Furthermore, it is with its deployment of the arts like poetry and story-telling that resistance practice marshals most directly a creative and dramatic challenge to the powers at work in the theaters of narcoterrorism, as creativity and imagination become dramatic action that rallies a public to its sense of critical ethical consciousness. It is action that evokes a theatrical uprising of sorts. This happens in ways that galvanizes audiences and set them in motion, constituting what Taylor calls a “stealing of the show” from the narco-terrorism spectacle – beating their intimidation tactics to the stage, as it were. Mimmicking them, but from a higher moral ground, and in a way that humanizes rather than dehumanizes. One could think of how the mothers of the disappeared daughter of Juarez demonstrated their defiance by publically placing pink crosses and pictures of victims around the city for all to see, and writing on the crosses, “ni un mas!” (Rodriguez, 2007). These Movements are about forming new relations and coalitions for some transformative purpose that posits a concrete alternative to dominate rule, be it through cartel violence or unjust free trade.
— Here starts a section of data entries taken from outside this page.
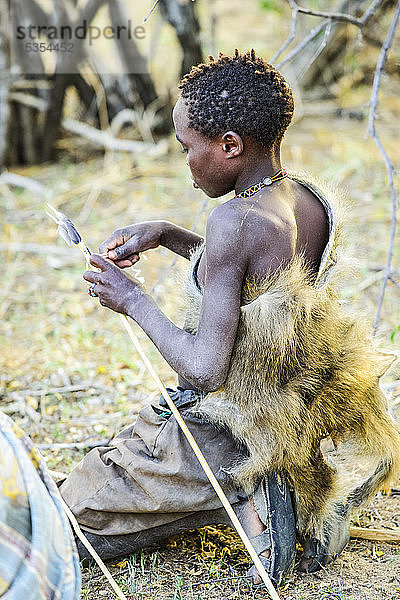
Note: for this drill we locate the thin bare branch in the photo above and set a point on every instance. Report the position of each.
(388, 163)
(330, 16)
(292, 33)
(312, 35)
(343, 17)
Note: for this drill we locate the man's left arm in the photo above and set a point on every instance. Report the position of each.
(203, 359)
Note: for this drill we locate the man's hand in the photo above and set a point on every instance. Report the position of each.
(114, 289)
(123, 246)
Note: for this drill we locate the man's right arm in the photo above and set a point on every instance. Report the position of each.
(180, 240)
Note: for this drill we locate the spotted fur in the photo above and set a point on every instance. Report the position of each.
(303, 369)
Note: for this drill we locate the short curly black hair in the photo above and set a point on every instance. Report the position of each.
(242, 93)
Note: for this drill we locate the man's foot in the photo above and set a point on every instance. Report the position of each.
(318, 553)
(275, 542)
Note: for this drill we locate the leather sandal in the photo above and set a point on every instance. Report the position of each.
(273, 504)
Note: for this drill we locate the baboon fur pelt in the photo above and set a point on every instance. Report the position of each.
(303, 369)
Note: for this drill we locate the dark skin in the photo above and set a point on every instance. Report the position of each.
(245, 237)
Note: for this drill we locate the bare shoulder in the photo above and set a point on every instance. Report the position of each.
(257, 237)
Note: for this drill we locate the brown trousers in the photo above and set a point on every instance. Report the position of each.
(150, 476)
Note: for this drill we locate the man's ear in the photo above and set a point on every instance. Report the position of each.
(232, 144)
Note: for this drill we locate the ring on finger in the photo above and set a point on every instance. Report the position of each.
(92, 291)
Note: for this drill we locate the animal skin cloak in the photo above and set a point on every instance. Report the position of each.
(303, 369)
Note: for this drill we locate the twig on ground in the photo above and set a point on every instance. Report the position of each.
(25, 182)
(105, 140)
(74, 445)
(312, 35)
(375, 535)
(175, 259)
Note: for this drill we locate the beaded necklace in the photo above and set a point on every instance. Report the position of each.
(253, 189)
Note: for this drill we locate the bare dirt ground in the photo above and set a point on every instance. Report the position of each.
(69, 375)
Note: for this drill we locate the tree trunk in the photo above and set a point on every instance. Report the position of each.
(181, 15)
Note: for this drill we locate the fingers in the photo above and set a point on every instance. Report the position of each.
(100, 262)
(125, 251)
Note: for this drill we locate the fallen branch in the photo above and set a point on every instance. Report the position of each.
(24, 182)
(74, 445)
(375, 535)
(105, 140)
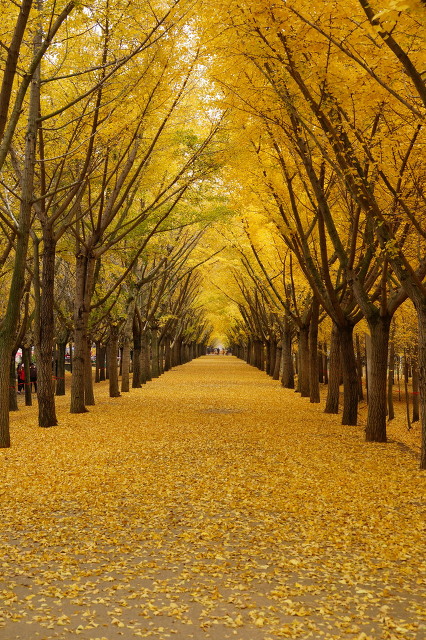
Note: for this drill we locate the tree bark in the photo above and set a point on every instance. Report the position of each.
(89, 396)
(112, 359)
(350, 377)
(421, 319)
(136, 380)
(84, 281)
(415, 383)
(313, 353)
(13, 401)
(45, 334)
(277, 365)
(125, 370)
(379, 326)
(333, 391)
(26, 359)
(145, 358)
(102, 362)
(391, 411)
(11, 316)
(60, 377)
(287, 375)
(359, 367)
(303, 380)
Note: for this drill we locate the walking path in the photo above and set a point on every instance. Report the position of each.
(210, 504)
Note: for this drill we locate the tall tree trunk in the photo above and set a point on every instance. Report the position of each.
(325, 362)
(359, 367)
(167, 354)
(102, 362)
(60, 377)
(71, 350)
(89, 396)
(379, 326)
(145, 358)
(26, 359)
(278, 358)
(391, 366)
(161, 358)
(13, 401)
(45, 332)
(112, 359)
(415, 383)
(11, 316)
(333, 391)
(350, 376)
(320, 363)
(287, 375)
(84, 284)
(97, 360)
(313, 353)
(125, 369)
(269, 355)
(303, 380)
(136, 380)
(421, 319)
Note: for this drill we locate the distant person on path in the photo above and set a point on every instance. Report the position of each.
(33, 376)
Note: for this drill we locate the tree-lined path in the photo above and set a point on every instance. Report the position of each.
(212, 503)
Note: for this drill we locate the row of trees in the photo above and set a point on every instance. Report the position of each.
(328, 108)
(107, 188)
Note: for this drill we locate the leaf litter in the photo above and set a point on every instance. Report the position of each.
(212, 503)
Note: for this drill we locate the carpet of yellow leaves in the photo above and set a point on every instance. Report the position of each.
(214, 504)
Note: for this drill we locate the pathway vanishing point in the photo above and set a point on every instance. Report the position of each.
(210, 504)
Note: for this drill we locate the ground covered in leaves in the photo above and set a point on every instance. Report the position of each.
(211, 504)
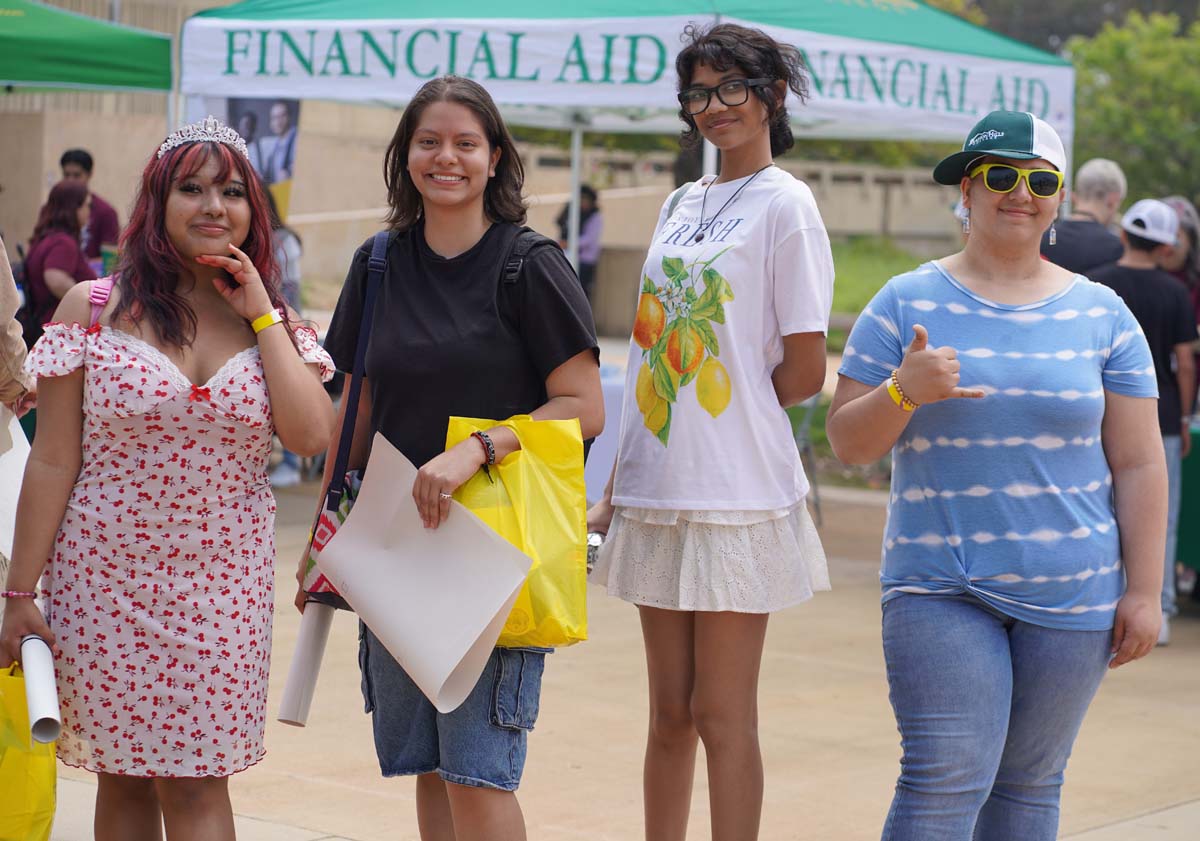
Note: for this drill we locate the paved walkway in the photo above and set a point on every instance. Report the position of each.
(828, 736)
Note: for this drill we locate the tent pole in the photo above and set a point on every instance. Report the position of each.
(709, 158)
(173, 94)
(573, 218)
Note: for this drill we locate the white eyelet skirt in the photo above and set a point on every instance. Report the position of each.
(747, 562)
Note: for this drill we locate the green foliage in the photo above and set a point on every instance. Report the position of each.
(1138, 102)
(967, 10)
(863, 264)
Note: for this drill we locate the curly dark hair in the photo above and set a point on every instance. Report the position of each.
(502, 197)
(726, 46)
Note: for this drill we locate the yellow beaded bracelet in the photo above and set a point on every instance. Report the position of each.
(898, 395)
(265, 320)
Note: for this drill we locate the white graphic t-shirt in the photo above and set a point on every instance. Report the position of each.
(701, 426)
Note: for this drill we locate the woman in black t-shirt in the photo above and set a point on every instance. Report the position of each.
(450, 338)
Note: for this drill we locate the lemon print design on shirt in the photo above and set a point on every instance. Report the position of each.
(675, 330)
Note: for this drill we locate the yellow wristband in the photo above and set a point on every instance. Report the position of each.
(898, 395)
(263, 322)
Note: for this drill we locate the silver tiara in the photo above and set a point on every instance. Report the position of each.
(209, 130)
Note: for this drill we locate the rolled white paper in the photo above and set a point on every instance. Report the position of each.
(41, 690)
(306, 664)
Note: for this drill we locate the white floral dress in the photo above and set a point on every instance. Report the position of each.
(160, 587)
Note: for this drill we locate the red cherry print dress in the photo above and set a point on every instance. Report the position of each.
(160, 587)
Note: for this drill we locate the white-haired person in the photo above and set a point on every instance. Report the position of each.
(1023, 553)
(1084, 240)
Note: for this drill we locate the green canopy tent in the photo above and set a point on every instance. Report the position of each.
(879, 68)
(47, 47)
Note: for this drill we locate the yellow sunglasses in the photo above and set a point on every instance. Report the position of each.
(1003, 178)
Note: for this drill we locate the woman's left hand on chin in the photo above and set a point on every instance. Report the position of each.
(249, 298)
(442, 476)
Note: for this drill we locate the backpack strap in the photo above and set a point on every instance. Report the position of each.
(677, 197)
(99, 296)
(377, 266)
(525, 242)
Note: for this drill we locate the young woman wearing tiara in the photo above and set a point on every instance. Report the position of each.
(147, 500)
(708, 532)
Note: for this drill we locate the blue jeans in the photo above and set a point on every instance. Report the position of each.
(988, 709)
(1174, 448)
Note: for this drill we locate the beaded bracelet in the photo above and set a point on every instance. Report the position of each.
(898, 396)
(489, 451)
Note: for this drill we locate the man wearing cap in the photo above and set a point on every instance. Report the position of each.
(1162, 306)
(1083, 241)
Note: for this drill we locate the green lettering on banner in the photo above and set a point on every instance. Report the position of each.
(515, 60)
(895, 83)
(483, 55)
(409, 54)
(816, 77)
(634, 41)
(997, 96)
(942, 92)
(869, 74)
(964, 73)
(841, 79)
(575, 58)
(454, 50)
(336, 52)
(286, 41)
(609, 41)
(263, 35)
(388, 61)
(232, 49)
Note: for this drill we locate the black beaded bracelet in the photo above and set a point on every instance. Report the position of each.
(489, 450)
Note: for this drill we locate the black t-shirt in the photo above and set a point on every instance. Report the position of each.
(448, 340)
(1163, 308)
(1081, 245)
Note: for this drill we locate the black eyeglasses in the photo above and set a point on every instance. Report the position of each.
(732, 94)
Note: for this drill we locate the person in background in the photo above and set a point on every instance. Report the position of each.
(103, 227)
(15, 384)
(55, 260)
(1163, 308)
(1083, 241)
(591, 228)
(1023, 556)
(280, 158)
(287, 257)
(247, 126)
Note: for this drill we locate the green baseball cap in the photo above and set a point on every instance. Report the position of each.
(1005, 133)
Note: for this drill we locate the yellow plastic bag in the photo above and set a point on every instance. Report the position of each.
(538, 502)
(27, 768)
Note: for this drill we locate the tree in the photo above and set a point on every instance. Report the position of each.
(1138, 102)
(967, 10)
(1048, 24)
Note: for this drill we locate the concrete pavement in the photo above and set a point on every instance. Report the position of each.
(829, 742)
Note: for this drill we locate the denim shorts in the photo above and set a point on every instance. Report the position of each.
(481, 743)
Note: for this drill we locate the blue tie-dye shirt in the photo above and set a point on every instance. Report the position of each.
(1008, 497)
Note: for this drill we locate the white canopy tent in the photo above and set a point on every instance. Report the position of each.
(879, 68)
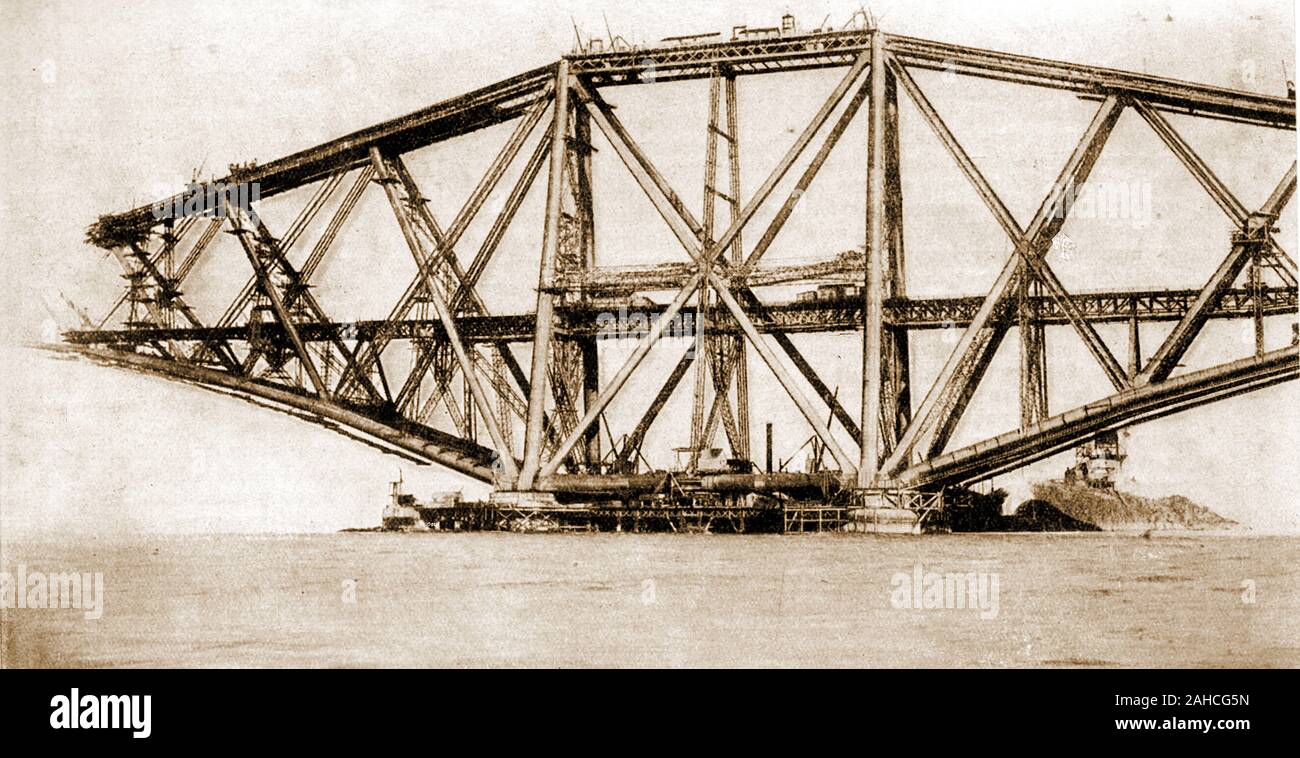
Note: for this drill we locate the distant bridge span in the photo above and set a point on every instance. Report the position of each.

To reiterate, Taylor reminds in conclusion that a theatric that would really counter the powers of state-collusion and cartel violence today is not content with mere personal stances, nor with occasional actions of creative non-violent drama – of agony and art. No, it presses further, and seeks to form networks and embody, as Taylor words it,

practices that have transformative effect, [and that] even pose an “incendiary risk” to structures of global U.S. sovereignty. This is to strike right at the heart of the [punitive] practices of colonizing and imperial power. Here, antagonistic sensibility and artistic expression constitute forces of resistance and subversion to exploitative power. Organized and organizing practices give a certain forceful “hardness” to lament and artistic expression (Taylor (2014), pp. 139-40).

Finally, Critical movements of resistance seek to sustain life-renewing activity and communal work. It is this dynamic-oriented character of the critical theater that prevents resistance movements from becoming mere aestheticism as is always the danger. They are safeguarded against this end, however, not only in their qualitatively different mode of contestation– with its values and display of justice and compassion in contrast to corporate, state or cartel violence – but also by the fact that its aesthetics is situated in a movement that identifies its opponent, namely, poverty-sustaining and/or producing political economic policy that imposes conditions of radically deregulated and therefore violent market competition that is part and parcel to the negative externalities of globalization. For this competition issues in the impossibility of ensuring life and well-being for large segments of the population, which fails to meet the fundamental criterion of Dussel’s ethics of liberation.

Boaventura de Sousa Santos (2008) argues that there can be another kind of globalization, a decolonial globalization, one that is counter-hegemonic, and that grows from below, from the global periphery – not the center. Perhaps CRMs like the Caravan for Peace can give birth to this kind of globalization, one that shifts the tides of culture and knowledge, and that raises consciousness and a sense of responsibility in both countries, but especially in the U.S., where the costs are too often rendered out of sight, out of mind, as it were, and where illegal drugs are continually demanded and consumed at an insatiable rate.